Certains ouvrages d’art comme le pont Vasco-de-Gama, à Lisbonne, nécessitent la résolution d’équations complexes. / Dvoevnore Photo

Quelle discipline scientifique peut se targuer d’accoler aussi souvent l’étiquette de « génie » à ses représentants les plus connus ? La chimie, la biologie, les sciences humaines ont évidemment leurs géants, leurs célébrités, leurs révolutionnaires… mais peu sont qualifiés de génies. La physique, avec bien sûr Albert Einstein, se distingue à peine plus.

Assurément, ce sont donc les maths qui remportent la palme. Dès Euclide ou Archimède, le qualificatif se répand. Et il continue avec Newton, Euler, Gauss, Poincaré, Ramanujan, von Neumann, Nash… Et se poursuit encore à l’heure actuelle avec le Britannique Andrew ­Wiles, qui a démontré le théorème de Fermat, ou le Russe Grigori Perelman, qui est venu à bout de la conjecture de Poincaré, deux sommets de la discipline qui résistaient depuis au moins un siècle.

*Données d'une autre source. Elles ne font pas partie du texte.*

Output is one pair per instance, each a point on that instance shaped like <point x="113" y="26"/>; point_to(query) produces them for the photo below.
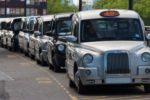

Affrontement direct entre l’homme et la nature

Les génies dont cette nouvelle collection intitulée « Génies des mathématiques », en partenariat avec L’Obs, retrace la vie et l’œuvre, revêtent les formes les plus variées. Il y a les précoces, les étoiles filantes, les défricheurs, les créateurs, les touche-à-tout… Ils ont marqué l’histoire de leur discipline, comme l’histoire tout court.

Constater la profusion d’hommes, et plus rarement de femmes, hors du commun en maths n’est pas faire injure aux autres disciplines. Les maths ont des avantages que les autres n’ont pas. Discipline essentiellement intellectuelle, elle est un affrontement direct entre l’homme et la nature, souvent comparée à l’ascension d’une montagne ou à l’exploration de terres vierges. En cas de découverte, les superlatifs auront donc tendance à pleuvoir, comme en sport ou en musique.

Elle est aussi un exercice souvent solitaire qui fait que les succès sont plus facilement ­attribuables à une seule personne.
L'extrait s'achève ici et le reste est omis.